Onze controles
Hoe worden de controlewerkzaamheden daadwerkelijk verricht?
De belangrijkste stappen van het controleproces zijn:
• programmering: de bepaling van meerjarige en jaarlijkse controleprioriteiten op basis van risico- en beleidsanalyses en de selectie van de bijbehorende controletaken;
• controleplanning: de vaststelling van de gedetailleerde controlestappen om ervoor te zorgen dat het proces doelmatig en doeltreffend verloopt, de bepaling van de specifieke reikwijdte en aanpak van de controle, en de planning van middelen en mijlpalen;
• controlewerkzaamheden ter plaatse: het verkrijgen van rechtstreekse controle-informatie ter plaatse in de instellingen, agentschappen en gedecentraliseerde organen van de EU, nationale en regionale overheden in de lidstaten en andere ontvangers van EU-middelen. Controles worden verricht door middel van een reeks methoden zoals de evaluatie van documenten en verslagen, technieken voor rechtstreekse ondervraging zoals vraaggesprekken, deskundigenpanels en enquêtes, en analytische procedures zoals een multicriteria-analyse en “benchmarking”. Gecontroleerde organen moeten alle bescheiden en inlichtingen overleggen die onze controleurs nodig achten voor het doel van de controle;
• afstemming met de gecontroleerde: het verifiëren van de feiten bij het gecontroleerde orgaan en het bevestigen van de geldigheid van de bevindingen. Feiten en bevindingen worden in verschillende fasen afgestemd, waaronder met de gecontroleerde organen in de lidstaten, derde landen of internationale organisaties, indien van toepassing;
• verslaglegging: de uiteenzetting van de controlebevindingen, -conclusies en -aanbevelingen in een verslag, vergezeld van het antwoord van de gecontroleerde(n). Al onze verslagen worden openbaar gemaakt;
• follow-upwerkzaamheden: de beoordeling van de mate waarin aanbevelingen zijn opgevolgd door de gecontroleerde(n), meestal binnen drie jaar na de afronding van een controle.
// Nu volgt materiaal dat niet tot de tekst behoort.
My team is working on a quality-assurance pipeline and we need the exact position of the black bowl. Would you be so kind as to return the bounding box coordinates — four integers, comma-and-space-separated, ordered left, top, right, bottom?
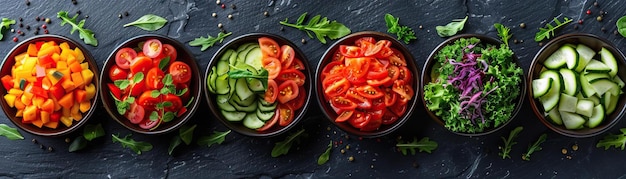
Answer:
315, 31, 419, 138
100, 34, 202, 134
0, 35, 100, 136
420, 34, 526, 137
202, 33, 313, 137
528, 33, 626, 138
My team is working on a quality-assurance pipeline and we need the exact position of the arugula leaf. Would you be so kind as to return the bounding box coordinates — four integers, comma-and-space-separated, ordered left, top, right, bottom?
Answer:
124, 14, 167, 31
435, 16, 468, 37
596, 128, 626, 150
197, 130, 230, 147
498, 126, 524, 159
279, 12, 350, 44
57, 11, 98, 47
385, 14, 417, 44
535, 17, 572, 42
111, 134, 152, 154
522, 134, 548, 161
0, 18, 15, 40
396, 137, 439, 155
189, 32, 233, 51
317, 140, 333, 165
83, 124, 104, 141
493, 23, 513, 47
0, 124, 24, 140
272, 129, 306, 157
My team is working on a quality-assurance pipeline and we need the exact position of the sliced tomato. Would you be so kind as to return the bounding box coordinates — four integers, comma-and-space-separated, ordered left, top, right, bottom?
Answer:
263, 79, 278, 103
109, 65, 128, 81
169, 61, 192, 83
143, 39, 163, 58
126, 103, 146, 124
261, 57, 282, 79
276, 69, 306, 86
335, 110, 354, 122
144, 67, 165, 90
130, 57, 152, 75
115, 47, 137, 69
259, 37, 280, 58
278, 104, 294, 126
276, 80, 299, 104
280, 45, 296, 69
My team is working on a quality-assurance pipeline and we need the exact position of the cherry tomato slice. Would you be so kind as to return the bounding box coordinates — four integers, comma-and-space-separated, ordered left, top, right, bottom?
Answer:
278, 104, 294, 126
144, 67, 165, 90
263, 79, 278, 103
280, 45, 296, 69
276, 69, 306, 86
115, 47, 137, 69
169, 61, 192, 83
277, 80, 299, 104
143, 39, 163, 58
259, 37, 280, 58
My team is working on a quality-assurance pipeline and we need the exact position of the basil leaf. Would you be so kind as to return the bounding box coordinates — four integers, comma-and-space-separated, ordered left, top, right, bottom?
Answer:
124, 14, 167, 31
0, 124, 24, 140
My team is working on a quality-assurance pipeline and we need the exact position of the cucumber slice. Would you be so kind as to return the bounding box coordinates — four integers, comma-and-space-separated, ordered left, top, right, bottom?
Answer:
559, 68, 580, 96
560, 111, 586, 129
587, 105, 606, 128
243, 113, 265, 129
599, 47, 618, 76
221, 110, 246, 122
532, 78, 553, 98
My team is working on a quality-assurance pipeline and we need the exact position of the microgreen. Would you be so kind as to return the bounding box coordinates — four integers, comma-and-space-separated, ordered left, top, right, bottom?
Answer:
280, 12, 350, 44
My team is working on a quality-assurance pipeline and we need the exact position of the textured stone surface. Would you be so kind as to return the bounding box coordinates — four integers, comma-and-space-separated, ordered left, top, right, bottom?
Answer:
0, 0, 626, 178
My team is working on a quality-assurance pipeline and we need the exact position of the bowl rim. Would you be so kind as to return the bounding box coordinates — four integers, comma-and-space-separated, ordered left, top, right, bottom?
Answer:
420, 34, 526, 137
315, 31, 421, 138
202, 32, 314, 138
527, 33, 626, 138
100, 33, 202, 135
0, 34, 100, 137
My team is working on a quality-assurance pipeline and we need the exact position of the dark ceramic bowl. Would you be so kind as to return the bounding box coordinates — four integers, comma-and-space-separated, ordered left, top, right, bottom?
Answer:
100, 34, 202, 134
202, 33, 313, 137
420, 34, 526, 137
0, 35, 100, 136
528, 33, 626, 138
315, 31, 420, 138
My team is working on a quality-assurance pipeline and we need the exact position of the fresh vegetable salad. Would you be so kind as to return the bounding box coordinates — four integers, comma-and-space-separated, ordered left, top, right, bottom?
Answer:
321, 37, 415, 131
0, 41, 96, 129
207, 37, 306, 132
105, 39, 194, 130
424, 37, 523, 133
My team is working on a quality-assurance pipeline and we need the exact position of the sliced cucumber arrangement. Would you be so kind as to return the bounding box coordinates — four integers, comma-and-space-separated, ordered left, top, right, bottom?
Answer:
532, 44, 624, 130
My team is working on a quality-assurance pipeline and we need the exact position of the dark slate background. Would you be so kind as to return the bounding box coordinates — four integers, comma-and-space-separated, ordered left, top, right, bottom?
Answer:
0, 0, 626, 178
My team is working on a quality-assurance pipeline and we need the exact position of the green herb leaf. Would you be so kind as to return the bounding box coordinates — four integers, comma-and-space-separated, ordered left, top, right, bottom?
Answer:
317, 140, 333, 165
124, 14, 167, 31
0, 18, 15, 40
189, 32, 232, 51
596, 128, 626, 150
493, 23, 513, 47
83, 124, 104, 141
68, 136, 87, 152
435, 16, 468, 37
0, 124, 24, 140
280, 12, 350, 44
385, 14, 417, 44
272, 129, 304, 157
535, 17, 572, 42
522, 134, 548, 161
57, 11, 98, 47
197, 130, 230, 147
498, 126, 524, 159
111, 134, 152, 154
396, 137, 439, 155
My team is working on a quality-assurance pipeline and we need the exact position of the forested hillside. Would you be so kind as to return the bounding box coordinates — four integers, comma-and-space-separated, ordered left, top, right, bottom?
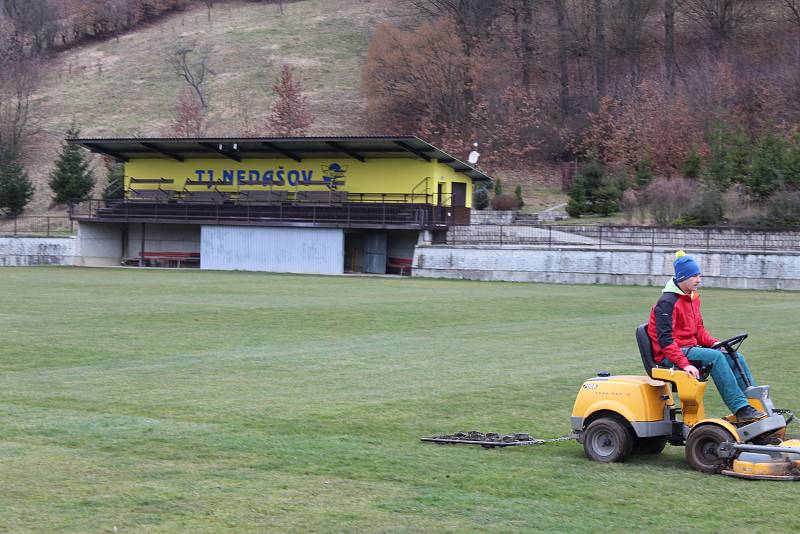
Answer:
0, 0, 400, 214
0, 0, 800, 228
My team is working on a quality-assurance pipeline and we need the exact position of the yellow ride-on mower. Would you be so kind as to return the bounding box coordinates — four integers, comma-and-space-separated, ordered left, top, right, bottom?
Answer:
571, 325, 800, 480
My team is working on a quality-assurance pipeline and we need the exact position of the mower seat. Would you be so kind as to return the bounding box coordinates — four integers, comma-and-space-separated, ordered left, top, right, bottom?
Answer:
636, 323, 658, 378
636, 323, 713, 391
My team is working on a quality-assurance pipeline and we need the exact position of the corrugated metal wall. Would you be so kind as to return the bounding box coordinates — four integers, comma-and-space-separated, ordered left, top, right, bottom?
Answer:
200, 226, 344, 274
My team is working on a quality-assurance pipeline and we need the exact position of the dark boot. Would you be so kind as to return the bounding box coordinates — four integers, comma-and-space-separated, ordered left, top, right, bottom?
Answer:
734, 404, 767, 423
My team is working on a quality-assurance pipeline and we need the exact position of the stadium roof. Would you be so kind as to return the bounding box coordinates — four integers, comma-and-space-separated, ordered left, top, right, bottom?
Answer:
67, 135, 491, 180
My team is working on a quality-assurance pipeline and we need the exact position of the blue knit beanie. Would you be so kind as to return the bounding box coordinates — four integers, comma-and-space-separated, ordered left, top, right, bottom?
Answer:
672, 250, 700, 282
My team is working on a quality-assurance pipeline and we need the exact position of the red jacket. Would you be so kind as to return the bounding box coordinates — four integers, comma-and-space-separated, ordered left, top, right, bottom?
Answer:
647, 280, 717, 369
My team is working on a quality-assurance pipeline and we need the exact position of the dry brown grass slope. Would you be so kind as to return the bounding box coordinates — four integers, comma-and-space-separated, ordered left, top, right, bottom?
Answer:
26, 0, 397, 215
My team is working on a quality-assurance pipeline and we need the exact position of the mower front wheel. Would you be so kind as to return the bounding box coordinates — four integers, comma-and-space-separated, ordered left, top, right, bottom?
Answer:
583, 417, 633, 463
686, 425, 735, 473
Hoe lang duurt een controle?
Volgens ons streeftijdschema, zoals overeengekomen met het Europees Parlement, voltooien wij onze geselecteerde controles binnen dertien maanden, van de goedkeuring van de gedetailleerde planning tot de vaststelling van het verslag. Rekening houdend met alle bovengenoemde stappen, vinden wij dit een zeer efficiënt gebruik van de tijd, met name omdat onze verslagen ook gepubliceerd moeten worden in 23 Europese talen.
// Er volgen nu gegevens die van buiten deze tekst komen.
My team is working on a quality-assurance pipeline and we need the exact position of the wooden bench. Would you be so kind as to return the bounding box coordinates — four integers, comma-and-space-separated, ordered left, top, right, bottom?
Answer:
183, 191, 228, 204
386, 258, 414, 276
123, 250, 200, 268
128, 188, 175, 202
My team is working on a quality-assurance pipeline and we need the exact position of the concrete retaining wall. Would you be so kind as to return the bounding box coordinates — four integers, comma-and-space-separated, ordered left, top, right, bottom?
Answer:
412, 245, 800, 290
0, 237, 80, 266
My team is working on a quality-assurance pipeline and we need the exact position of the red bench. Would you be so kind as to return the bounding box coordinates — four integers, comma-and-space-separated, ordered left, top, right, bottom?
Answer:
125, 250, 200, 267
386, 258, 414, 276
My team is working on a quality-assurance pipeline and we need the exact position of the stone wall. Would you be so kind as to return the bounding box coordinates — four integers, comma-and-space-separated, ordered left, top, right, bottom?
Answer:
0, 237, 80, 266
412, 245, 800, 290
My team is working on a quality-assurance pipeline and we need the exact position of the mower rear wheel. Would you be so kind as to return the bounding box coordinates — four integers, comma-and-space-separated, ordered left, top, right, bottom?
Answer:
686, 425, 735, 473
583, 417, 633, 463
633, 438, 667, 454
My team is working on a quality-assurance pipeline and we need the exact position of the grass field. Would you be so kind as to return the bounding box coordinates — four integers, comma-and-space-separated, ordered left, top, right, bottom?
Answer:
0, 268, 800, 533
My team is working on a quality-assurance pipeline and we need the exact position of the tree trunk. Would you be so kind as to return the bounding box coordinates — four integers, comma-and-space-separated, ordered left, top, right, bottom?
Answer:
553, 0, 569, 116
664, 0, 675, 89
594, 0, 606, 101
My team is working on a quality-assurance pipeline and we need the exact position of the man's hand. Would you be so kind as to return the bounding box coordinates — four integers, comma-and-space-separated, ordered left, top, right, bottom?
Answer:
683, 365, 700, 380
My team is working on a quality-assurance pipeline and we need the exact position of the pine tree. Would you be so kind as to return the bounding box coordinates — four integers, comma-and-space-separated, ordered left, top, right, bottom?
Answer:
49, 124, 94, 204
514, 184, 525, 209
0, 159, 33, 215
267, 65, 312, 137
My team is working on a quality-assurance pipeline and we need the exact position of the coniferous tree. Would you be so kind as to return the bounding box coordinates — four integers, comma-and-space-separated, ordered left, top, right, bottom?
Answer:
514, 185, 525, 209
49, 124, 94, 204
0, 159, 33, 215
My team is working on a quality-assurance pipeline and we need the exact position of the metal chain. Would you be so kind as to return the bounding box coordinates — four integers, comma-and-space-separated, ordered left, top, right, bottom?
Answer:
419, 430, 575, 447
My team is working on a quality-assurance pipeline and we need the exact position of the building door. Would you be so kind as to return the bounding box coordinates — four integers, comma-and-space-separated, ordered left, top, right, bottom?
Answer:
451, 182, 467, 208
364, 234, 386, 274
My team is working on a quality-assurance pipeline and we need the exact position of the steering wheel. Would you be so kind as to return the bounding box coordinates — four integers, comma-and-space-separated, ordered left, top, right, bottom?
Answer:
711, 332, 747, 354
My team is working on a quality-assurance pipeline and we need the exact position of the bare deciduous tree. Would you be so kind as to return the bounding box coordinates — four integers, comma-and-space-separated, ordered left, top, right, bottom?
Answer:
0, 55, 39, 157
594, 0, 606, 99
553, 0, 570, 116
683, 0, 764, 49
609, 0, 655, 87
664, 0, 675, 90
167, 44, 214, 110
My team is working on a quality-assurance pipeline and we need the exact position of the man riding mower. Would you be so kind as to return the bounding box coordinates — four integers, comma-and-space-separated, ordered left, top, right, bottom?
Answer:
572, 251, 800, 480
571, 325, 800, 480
Wat betekent “doelmatigheidscontrole”?
Tijdens onze doelmatigheidscontroles behandelen we de doeltreffendheid, doelmatigheid en zuinigheid van EU-beleid en -programma’s en onderzoeken we of de beginselen van goed financieel beheer zijn toegepast bij EU-ontvangsten of -uitgaven. Deze controles betreffen een breed scala aan onderwerpen met bijzondere aandacht voor het duurzaam gebruik van natuurlijke hulpbronnen, groei en inclusie, migratie, veiligheid en mondiale ontwikkeling, de interne markt en een efficiënte EU die verantwoording aflegt en Europese meerwaarde biedt.
Hoe worden controletaken geselecteerd?
Wij selecteren zelfstandig onze controletaken door middel van een strikt jaarlijks selectie- en prioriteringsproces op basis van een risicobeoordeling die betrekking heeft op het volledige scala aan EU-beleid en de volledige EU-begroting. We houden ook rekening met de input van institutionele belanghebbenden, zoals het Europees Parlement.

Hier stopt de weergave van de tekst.